A drop in circulation, they said in the mayor’s management report released earlier this month, resulted in residents leaving fewer newspapers at the curb, leading to less paper being recycled.

The decrease in recycling is raising concerns among environmental advocates and the City Council, who said they doubted that falling circulation could cause a 20% citywide decline. Newspaper sales have been dropping for years, but recycling had been increasing in the city until the most recent year.

“That’s an old saw that they’ve been playing for four years. I just don’t buy into that,” the chairman of the council’s Sanitation Committee, Michael McMahon, said. Mr. McMahon said he would convene a hearing on the recycling decline later this fall.

The Sanitation Department has backed off the rationale it offered in the mayor’s management report, and a closer look at city data confirms that sagging newspaper sales had little to do with the drop-off in recycling.

While the total tonnage of recycled material fell by nearly 20%, the average daily amount of paper picked up curbside dropped only 4.6%, to 1,274 tons a day. The amount of metal, glass, and plastic recycled experienced an even smaller decline, 1.5%, to 780 tons a day.

The Sanitation Department attributes the majority of the recycling decrease to a sharper drop in the amount of bulk recycled materials used in landfill and construction projects, such as the conversion of the shuttered Fresh Kills landfill in Staten Island. A department spokeswoman, Kathy Dawkins, said that instead of using clean fill acquired from private contractors — which annually adds thousands of tons to the city’s recycling total — officials accepted material that the U.S. Army Corps of Engineers scooped up while dredging the Arthur Kill. The material was not included in the city’s recycling statistics.

Outweighing the newspapers, cans, and bottles collected curbside, the bulk items make up more than half of the total tonnage recycled each year.

The 20% decrease dropped the city’s total recycling to its lowest level of the Bloomberg administration, and means that the city fell well short of its targets for last year. The Sanitation Department had set a goal of recycling 22% of the city’s curbside waste and 37.6% of its total waste, but reached only 16.4% and 31.5%, respectively.

“It just shows me that they don’t care about recycling as much as they should,” Mr. McMahon said.

The city has slipped in its advertising of the recycling program, contributing to a lack of awareness and participation among residents, a senior lawyer for the Natural Resources Defense Council, Eric Goldstein, said. Recycling, he said, should be treated as a brand. “Coca-Cola is known throughout the world, and yet every year it spends a tremendous amount of money on advertising,” Mr. Goldstein said. “The same needs to be done for the recycling program.”

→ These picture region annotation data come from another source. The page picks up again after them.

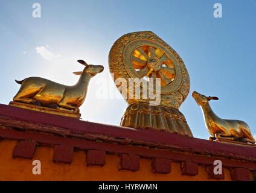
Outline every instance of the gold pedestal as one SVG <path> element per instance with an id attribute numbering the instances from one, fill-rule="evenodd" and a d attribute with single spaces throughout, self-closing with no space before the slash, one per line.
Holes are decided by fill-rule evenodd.
<path id="1" fill-rule="evenodd" d="M 71 110 L 60 110 L 57 109 L 51 109 L 45 107 L 36 106 L 34 105 L 22 103 L 18 102 L 10 102 L 9 105 L 16 107 L 20 107 L 22 109 L 30 109 L 36 111 L 39 111 L 43 113 L 58 115 L 62 116 L 70 116 L 75 118 L 80 119 L 81 114 L 78 112 L 71 111 Z"/>
<path id="2" fill-rule="evenodd" d="M 227 139 L 216 139 L 216 140 L 210 139 L 210 140 L 220 142 L 220 143 L 232 144 L 242 145 L 246 145 L 246 146 L 249 145 L 249 146 L 256 147 L 256 144 L 248 144 L 248 143 L 241 142 L 236 141 L 231 141 L 231 140 L 227 140 Z"/>
<path id="3" fill-rule="evenodd" d="M 186 119 L 179 110 L 149 103 L 130 104 L 121 118 L 120 126 L 165 130 L 193 137 Z"/>

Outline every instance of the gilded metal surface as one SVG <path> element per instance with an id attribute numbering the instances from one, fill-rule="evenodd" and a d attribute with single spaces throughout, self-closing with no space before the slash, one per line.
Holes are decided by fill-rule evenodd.
<path id="1" fill-rule="evenodd" d="M 58 110 L 78 112 L 78 107 L 85 101 L 91 78 L 101 72 L 101 65 L 88 65 L 84 61 L 78 61 L 85 66 L 83 72 L 74 72 L 80 78 L 74 86 L 66 86 L 40 77 L 30 77 L 16 81 L 21 88 L 13 98 L 15 102 L 42 106 Z"/>
<path id="2" fill-rule="evenodd" d="M 185 116 L 178 109 L 138 103 L 127 107 L 121 126 L 165 130 L 193 137 Z"/>
<path id="3" fill-rule="evenodd" d="M 189 75 L 182 60 L 168 44 L 151 31 L 127 34 L 112 47 L 109 65 L 114 81 L 122 78 L 128 83 L 132 78 L 142 83 L 123 89 L 123 85 L 117 85 L 119 90 L 126 89 L 129 93 L 129 97 L 125 98 L 129 106 L 122 117 L 121 126 L 165 130 L 193 137 L 184 116 L 178 110 L 190 90 Z M 156 94 L 161 99 L 158 106 L 150 106 L 150 98 L 135 97 L 135 90 L 139 90 L 141 96 L 144 90 L 149 95 L 155 93 L 150 93 L 149 87 L 143 87 L 144 83 L 148 84 L 149 78 L 161 78 L 161 93 Z"/>
<path id="4" fill-rule="evenodd" d="M 192 96 L 203 111 L 205 125 L 210 134 L 210 140 L 237 141 L 255 144 L 248 125 L 242 121 L 223 119 L 218 117 L 211 109 L 209 101 L 217 100 L 217 97 L 205 96 L 194 91 Z"/>
<path id="5" fill-rule="evenodd" d="M 118 39 L 109 52 L 109 65 L 114 80 L 124 78 L 128 82 L 129 78 L 144 78 L 142 81 L 147 81 L 147 76 L 161 78 L 161 106 L 179 109 L 188 94 L 190 78 L 182 60 L 151 31 L 129 33 Z M 142 92 L 142 87 L 138 89 Z M 150 101 L 135 98 L 135 92 L 132 98 L 126 99 L 129 104 Z"/>

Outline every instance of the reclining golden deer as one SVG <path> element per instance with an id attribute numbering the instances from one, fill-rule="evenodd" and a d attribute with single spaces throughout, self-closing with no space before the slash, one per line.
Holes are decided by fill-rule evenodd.
<path id="1" fill-rule="evenodd" d="M 193 92 L 192 96 L 202 108 L 205 125 L 213 136 L 210 139 L 222 139 L 255 144 L 255 141 L 246 122 L 238 120 L 222 119 L 215 115 L 209 104 L 209 101 L 218 100 L 217 97 L 207 97 L 196 91 Z"/>
<path id="2" fill-rule="evenodd" d="M 37 102 L 45 107 L 55 106 L 61 110 L 78 111 L 78 108 L 85 100 L 91 78 L 104 69 L 104 67 L 101 65 L 88 65 L 82 60 L 78 62 L 86 67 L 83 72 L 73 72 L 80 75 L 76 84 L 72 86 L 65 86 L 40 77 L 30 77 L 22 81 L 16 80 L 21 86 L 13 98 L 13 101 L 28 104 Z"/>

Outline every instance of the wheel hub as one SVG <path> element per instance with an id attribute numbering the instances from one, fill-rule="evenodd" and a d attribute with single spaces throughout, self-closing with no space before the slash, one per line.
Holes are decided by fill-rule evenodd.
<path id="1" fill-rule="evenodd" d="M 160 70 L 161 67 L 159 60 L 156 57 L 149 59 L 147 65 L 149 69 L 152 69 L 154 71 Z"/>

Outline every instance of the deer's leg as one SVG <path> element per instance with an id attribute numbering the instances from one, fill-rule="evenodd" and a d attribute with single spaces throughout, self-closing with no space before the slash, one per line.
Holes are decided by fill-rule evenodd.
<path id="1" fill-rule="evenodd" d="M 70 104 L 69 104 L 68 103 L 67 101 L 66 101 L 65 98 L 63 98 L 61 101 L 60 102 L 59 102 L 58 105 L 60 107 L 63 107 L 65 109 L 68 109 L 69 110 L 75 110 L 77 109 L 77 108 L 74 106 L 72 106 Z M 61 108 L 59 107 L 59 109 L 61 110 Z"/>
<path id="2" fill-rule="evenodd" d="M 249 131 L 248 131 L 246 129 L 242 128 L 241 129 L 243 131 L 243 133 L 245 134 L 245 138 L 244 141 L 245 142 L 249 142 L 249 143 L 252 143 L 252 144 L 255 144 L 255 140 L 254 139 L 254 137 L 252 136 L 251 132 L 249 132 Z"/>
<path id="3" fill-rule="evenodd" d="M 24 96 L 22 91 L 19 91 L 18 93 L 13 97 L 13 101 L 22 102 L 25 103 L 34 103 L 36 100 Z"/>
<path id="4" fill-rule="evenodd" d="M 237 139 L 235 137 L 231 136 L 231 134 L 226 134 L 226 133 L 216 133 L 215 134 L 215 138 L 218 139 L 228 139 L 228 140 L 232 140 L 232 141 L 235 141 Z"/>

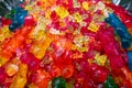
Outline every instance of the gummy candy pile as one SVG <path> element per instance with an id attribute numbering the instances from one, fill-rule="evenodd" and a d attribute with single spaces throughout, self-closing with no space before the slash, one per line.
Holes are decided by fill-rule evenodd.
<path id="1" fill-rule="evenodd" d="M 110 0 L 25 0 L 0 18 L 0 88 L 132 88 L 132 15 Z"/>

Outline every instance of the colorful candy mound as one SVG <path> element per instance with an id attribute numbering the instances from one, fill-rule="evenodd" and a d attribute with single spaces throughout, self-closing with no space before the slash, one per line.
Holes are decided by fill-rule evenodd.
<path id="1" fill-rule="evenodd" d="M 132 15 L 110 0 L 13 7 L 0 18 L 0 88 L 132 88 Z"/>

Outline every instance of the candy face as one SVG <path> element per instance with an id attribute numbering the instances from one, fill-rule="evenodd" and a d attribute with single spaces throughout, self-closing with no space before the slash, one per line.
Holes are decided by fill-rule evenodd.
<path id="1" fill-rule="evenodd" d="M 132 88 L 131 23 L 106 0 L 25 0 L 0 18 L 0 87 Z"/>
<path id="2" fill-rule="evenodd" d="M 66 88 L 66 80 L 62 77 L 56 77 L 52 81 L 52 88 Z"/>

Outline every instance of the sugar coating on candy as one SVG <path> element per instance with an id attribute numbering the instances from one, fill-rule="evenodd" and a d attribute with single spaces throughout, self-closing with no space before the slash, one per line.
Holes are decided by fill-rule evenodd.
<path id="1" fill-rule="evenodd" d="M 132 88 L 132 15 L 109 0 L 25 0 L 0 23 L 0 87 Z"/>

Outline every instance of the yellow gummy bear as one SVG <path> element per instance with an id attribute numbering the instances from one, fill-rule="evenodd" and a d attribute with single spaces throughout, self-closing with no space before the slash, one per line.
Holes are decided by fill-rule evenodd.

It’s been a rollercoaster ride for recycling since Mayor Bloomberg took office in 2002. He temporarily suspended the recycling of glass and metal to close a budget gap, and the city incrementally rebuilt the program before it was fully restored in 2004. But the frequent changes have caused confusion for New Yorkers, and Mr. Goldstein said it was a victory that recycling had kept up as much as it had.

Concerns over last year’s fall-off, however, are tempered by optimism regarding new recycling initiatives included in the 20-year trash plan approved by the council in July. The so-called Solid Waste Management Plan creates a separate Office of Recycling Outreach and Education within the mayor’s Council on the Environment. It also expands the types of plastic the city will recycling and creates a pilot program for recycling in public spaces such as parks, transit stations, and busy streets.

“There’s a widespread feeling those numbers will turn around in the next year or so,” Mr. Goldstein said, referring to the new programs.

The dip in recycling has led to a renewed call for food waste disposers, which advocates say would cut down on the amount of waste the city would have to export out-of-state. The push has been slowed by concerns over the environmental implications of the disposers. “I support a study,” Mr. McMahon said. “It makes sense, but I want to know the impact it will have on our sanitation system.”